Ce phénomène, très rare puisque estimé entre 0.5 et 3 pour 1.000 naissances en France, est appelé un déni de grossesse. Mais puisqu'un nourrisson est mort, le parquet joue son rôle et a ouvert un dossier à l'instruction. Le parquet de Charleroi nous le confirme: le dossier a été ouvert avec une qualification d'homicide volontaire, sans avoir d'éléments à charge de la mère. Ce sont les circonstances du drame et la découverte du nourrisson qui ont conduit le juge d'instruction à retenir cette qualification. Qualification qui peut d'ailleurs changer à tout moment, en fonction des éléments du dossier.

Mais si le dossier devait aller jusque devant un tribunal, voire une cour d'assises en cas d'infanticide, que peut nous apprendre la jurisprudence ? D'après nos recherches, de nombreux décès de nourrissons dus à un déni de grossesse ne vont pas devant un tribunal, puisque ce sont malheureusement souvent des bébés retrouvés sans la moindre trace d'un parent à proximité. Dans le cas tragique de Lodelinsart, par contre, père et mère sont connus.

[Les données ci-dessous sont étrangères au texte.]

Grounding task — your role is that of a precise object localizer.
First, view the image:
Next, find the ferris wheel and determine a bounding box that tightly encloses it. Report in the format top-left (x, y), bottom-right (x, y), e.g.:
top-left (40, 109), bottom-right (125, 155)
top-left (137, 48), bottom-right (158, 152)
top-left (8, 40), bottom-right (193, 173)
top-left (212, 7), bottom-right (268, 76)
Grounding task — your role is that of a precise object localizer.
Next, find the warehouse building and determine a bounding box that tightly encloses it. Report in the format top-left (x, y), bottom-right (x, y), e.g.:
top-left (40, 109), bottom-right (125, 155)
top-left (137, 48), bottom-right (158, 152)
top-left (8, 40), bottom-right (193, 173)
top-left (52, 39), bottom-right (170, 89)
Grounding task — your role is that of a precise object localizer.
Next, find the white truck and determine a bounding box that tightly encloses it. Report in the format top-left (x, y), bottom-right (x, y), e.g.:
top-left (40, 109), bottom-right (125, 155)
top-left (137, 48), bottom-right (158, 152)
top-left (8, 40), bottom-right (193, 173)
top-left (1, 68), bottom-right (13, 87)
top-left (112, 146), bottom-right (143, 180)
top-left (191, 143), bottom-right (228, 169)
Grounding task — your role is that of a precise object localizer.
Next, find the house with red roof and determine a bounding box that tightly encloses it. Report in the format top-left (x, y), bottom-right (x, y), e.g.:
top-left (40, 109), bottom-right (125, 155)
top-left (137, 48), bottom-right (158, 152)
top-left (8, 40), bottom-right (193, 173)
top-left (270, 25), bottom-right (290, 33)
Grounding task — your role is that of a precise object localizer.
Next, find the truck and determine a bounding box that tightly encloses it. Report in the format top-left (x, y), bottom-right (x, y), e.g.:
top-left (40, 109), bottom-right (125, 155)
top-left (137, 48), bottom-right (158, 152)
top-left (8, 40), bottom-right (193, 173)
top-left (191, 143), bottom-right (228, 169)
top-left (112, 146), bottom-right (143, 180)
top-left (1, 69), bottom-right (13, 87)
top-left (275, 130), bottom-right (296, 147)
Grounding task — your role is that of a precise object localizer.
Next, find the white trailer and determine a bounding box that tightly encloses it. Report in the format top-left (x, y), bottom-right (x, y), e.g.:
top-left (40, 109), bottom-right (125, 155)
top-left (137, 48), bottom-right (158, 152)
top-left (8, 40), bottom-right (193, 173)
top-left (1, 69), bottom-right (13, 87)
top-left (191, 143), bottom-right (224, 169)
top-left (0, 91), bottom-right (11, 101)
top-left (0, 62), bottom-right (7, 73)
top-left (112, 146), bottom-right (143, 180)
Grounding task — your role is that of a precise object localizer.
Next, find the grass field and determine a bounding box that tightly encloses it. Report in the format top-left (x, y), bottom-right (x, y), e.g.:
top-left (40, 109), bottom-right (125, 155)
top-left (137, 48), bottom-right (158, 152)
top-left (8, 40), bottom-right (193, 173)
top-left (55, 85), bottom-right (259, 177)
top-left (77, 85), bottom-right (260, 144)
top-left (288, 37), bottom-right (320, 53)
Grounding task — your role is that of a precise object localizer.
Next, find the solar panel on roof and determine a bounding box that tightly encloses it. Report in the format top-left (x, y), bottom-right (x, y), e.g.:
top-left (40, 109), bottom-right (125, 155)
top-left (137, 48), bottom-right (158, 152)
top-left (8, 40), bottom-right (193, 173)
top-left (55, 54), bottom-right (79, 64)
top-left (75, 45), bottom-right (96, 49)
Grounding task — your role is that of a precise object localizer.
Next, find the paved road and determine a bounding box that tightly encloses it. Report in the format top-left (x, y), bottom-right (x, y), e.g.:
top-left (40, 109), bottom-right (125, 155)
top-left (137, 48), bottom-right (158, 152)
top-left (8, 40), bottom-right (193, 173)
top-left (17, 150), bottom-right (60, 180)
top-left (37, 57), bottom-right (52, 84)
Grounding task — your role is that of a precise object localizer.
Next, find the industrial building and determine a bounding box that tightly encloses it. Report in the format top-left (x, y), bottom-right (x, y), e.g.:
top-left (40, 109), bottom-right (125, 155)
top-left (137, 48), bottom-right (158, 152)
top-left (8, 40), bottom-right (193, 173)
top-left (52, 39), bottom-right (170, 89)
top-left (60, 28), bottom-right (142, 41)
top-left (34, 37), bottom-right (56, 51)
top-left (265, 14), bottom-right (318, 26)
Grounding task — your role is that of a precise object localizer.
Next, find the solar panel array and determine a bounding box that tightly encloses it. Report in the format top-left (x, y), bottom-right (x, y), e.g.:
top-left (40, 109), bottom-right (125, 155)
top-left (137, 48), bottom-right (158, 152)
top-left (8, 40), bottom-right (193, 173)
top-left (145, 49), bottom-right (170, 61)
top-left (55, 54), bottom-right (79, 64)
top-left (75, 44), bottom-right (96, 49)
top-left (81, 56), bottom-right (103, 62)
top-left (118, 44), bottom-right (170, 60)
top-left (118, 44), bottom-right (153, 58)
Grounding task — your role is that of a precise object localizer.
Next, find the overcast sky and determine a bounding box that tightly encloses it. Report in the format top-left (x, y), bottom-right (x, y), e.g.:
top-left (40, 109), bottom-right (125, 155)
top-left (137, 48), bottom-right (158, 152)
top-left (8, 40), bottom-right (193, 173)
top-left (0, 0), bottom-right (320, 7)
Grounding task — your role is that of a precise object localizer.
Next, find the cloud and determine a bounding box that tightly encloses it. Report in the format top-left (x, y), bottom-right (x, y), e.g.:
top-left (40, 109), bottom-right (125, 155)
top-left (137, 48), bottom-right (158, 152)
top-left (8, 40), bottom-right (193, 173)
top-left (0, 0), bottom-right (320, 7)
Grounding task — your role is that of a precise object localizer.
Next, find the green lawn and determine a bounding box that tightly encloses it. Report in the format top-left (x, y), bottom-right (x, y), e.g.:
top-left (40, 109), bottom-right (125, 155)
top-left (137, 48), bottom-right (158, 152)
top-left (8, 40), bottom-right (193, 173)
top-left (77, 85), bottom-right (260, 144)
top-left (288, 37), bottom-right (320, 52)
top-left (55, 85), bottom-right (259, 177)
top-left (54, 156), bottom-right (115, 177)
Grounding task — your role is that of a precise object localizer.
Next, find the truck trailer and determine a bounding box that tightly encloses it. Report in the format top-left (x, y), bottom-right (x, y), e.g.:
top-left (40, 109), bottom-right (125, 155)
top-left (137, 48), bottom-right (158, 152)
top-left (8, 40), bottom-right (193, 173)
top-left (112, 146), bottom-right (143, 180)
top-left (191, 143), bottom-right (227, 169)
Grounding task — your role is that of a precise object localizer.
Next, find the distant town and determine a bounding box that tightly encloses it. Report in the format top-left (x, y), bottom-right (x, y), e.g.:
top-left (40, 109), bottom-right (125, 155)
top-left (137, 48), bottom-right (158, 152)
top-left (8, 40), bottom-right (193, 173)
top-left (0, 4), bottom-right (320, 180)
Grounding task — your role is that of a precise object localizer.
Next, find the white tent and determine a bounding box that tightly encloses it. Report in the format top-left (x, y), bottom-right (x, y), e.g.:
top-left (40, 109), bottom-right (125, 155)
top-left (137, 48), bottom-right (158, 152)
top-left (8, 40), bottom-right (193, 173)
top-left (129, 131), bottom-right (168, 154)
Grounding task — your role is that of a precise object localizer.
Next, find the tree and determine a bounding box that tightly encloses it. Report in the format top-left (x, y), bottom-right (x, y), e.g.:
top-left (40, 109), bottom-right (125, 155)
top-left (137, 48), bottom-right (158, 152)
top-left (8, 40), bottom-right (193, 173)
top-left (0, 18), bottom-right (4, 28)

L'infanticide est passible de 10 à 20 ans de réclusion. Mais dans deux cas belges, assez récents, les mères ont été acquittées : 

  • En 2010, une mère montoise a été acquittée par la cour d'assises, qui a reconnu que l'infanticide était lié à un déni de grossesse. Dans ce dossier, la jeune mère a paniqué et a étouffé son bébé juste après lui avoir donné naissance.
  • En 2018, une autre mère, à Tournai cette fois, était acquittée : elle avait, elle aussi, fait un déni de grossesse mais était poursuivie pour homicide involontaire par défaut de prévoyance. Elle avait accouché sur les toilettes, durant près de 5 heures. Quand les secours sont arrivés, l'enfant était mort dans la cuvette.

Ici, ce sont probablement les résultats de l'autopsie du nourrisson qui dicteront les actions du ministère public. La famille, par la voix du père, se défend en tout cas d'avoir quoi que ce soit à se reprocher : un déni de grossesse, une fausse couche et un enfant mort-né font, d'après eux, de ce dossier un drame, plutôt qu'un crime.